Technologies

Invention:

This invention is a drug composition and a method of cancer treatment using chemotherapeutics linked to ligands selective for uptake by melanocortin 1 receptors (MC1R) in MC1R-overexpressing melanoma. This invention enables use of cytotoxic drugs that may be less likely to result in melanoma treatment resistance but would otherwise lack selectivity to melanoma cells. The invention specifically pertains to targeting melanoma to deliver a wide range of cytotoxic drugs. Cells naturally express specific kinds of receptors on their exterior membrane which bind to a specific molecule. By exploiting this and designing drugs to respond to a receptor, specific targeting of cells by a drug results, rather than affecting the entire body.

Background:

Melanoma is the most deadly form of skin cancer in the United States, with an estimated 87,110 new cases and 9,730 deaths in 2017. Once metastasized, the median overall survival for malignant melanoma patients is 5.3 months. Despite recent breakthroughs for developing BRAF-V600E and programmed cell death protein 1 (PD-1) inhibitors, current treatments can only improve survival, and tumor cells eventually become resistant to these treatments. The BRAF-V600E inhibitor vemurafenib was shown to prolong the median overall survival of patients with BRAF V600E mutant melanoma to 15.9 months. However, a mice study showed that 20% of melanoma tumors became resistant to vemurafenib treatment after 56 days.
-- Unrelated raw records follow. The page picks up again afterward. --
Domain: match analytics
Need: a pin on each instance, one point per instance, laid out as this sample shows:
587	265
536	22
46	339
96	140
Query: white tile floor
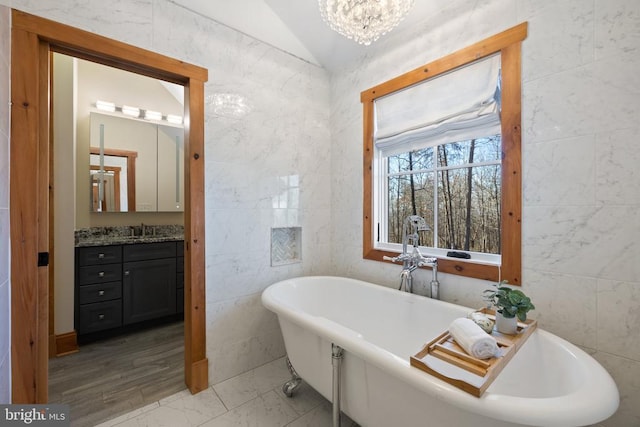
254	398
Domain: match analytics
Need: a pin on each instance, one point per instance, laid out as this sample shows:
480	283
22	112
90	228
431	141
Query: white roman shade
457	106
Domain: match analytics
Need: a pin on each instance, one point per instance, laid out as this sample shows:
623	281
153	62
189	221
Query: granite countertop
102	236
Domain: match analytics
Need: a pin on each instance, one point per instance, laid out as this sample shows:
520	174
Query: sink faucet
414	260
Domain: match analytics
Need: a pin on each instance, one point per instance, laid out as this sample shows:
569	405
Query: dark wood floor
115	376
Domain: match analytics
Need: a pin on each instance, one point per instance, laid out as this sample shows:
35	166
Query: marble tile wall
580	114
5	296
281	147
Similarly, 60% to 70% of metastatic melanoma patients are innately resistant to PD-1 inhibitor treatments. To increase response rate and avoid the resistance issue, there is a need for melanoma drugs that can target biological processes that are fundamental for cell proliferation or survival, so that the therapeutic effect cannot be easily bypassed through activation of a compensating signal pathway. Nevertheless, current anticancer agents that target cell proliferation or survival usually have poor selectivity to cancer cells and thus are also toxic to healthy non-cancer cells.